Given an array height of non-negative integers representing the heights of lines on a 2D plane, where the width of each line is 1, find two lines which, together with the x-axis, forms a container that holds the most water.
Return the maximum area of water that can be contained in the container.
Table of Contents
Sample Input and Expected Output:
Input:
height = [1, 8, 6, 2, 5, 4, 8, 3, 7]
Output:
Maximum area of water: 49
Solution in C++:
The idea is to use a two-pointer approach to find the container with the most water. We start with the two pointers, left at the beginning of the array and right at the end of the array. We calculate the area between the lines at these pointers (height * width) and keep track of the maximum area found so far. Then, we move the pointer that corresponds to the shorter line inward, as moving the longer line inward will not improve the area, and we want to maximize the area.
#include <iostream>
#include <vector>
int maxArea(std::vector<int>& height) {
int maxArea = 0;
int left = 0;
int right = height.size() - 1;
while (left < right) {
// Calculate the area between the lines at the current pointers.
int area = std::min(height[left], height[right]) * (right - left);
// Update the maximum area if needed.
maxArea = std::max(maxArea, area);
// Move the pointer that corresponds to the shorter line inward.
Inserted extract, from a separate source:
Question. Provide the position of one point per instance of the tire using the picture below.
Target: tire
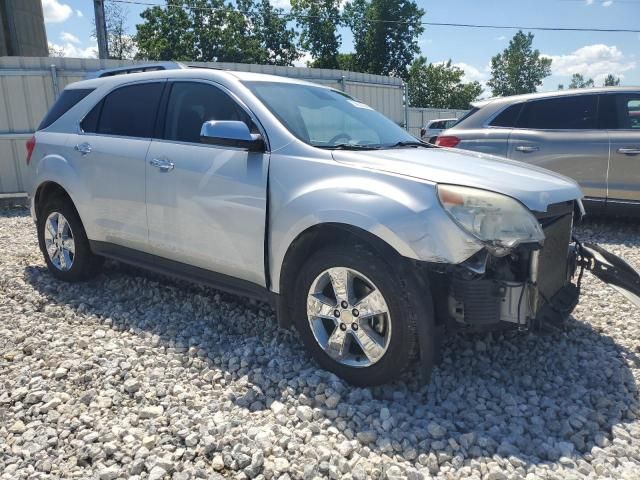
(74, 265)
(396, 340)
if (height[left] < height[right]) {
left++;
} else {
right--;
}
}
return maxArea;
}
int main() {
std::vector<int> height = {1, 8, 6, 2, 5, 4, 8, 3, 7};
int result = maxArea(height);
std::cout << "Maximum area of water: " << result << std::endl;
return 0;
}
Time Complexity and Space Complexity:
The time complexity of the solution is O(n), where n is the size of the height vector. This is because we use a two-pointer approach that scans the array from both ends and each element is visited at most once.
The space complexity is O(1) as we are using a constant amount of additional space for variables in the solution, regardless of the size of the input array.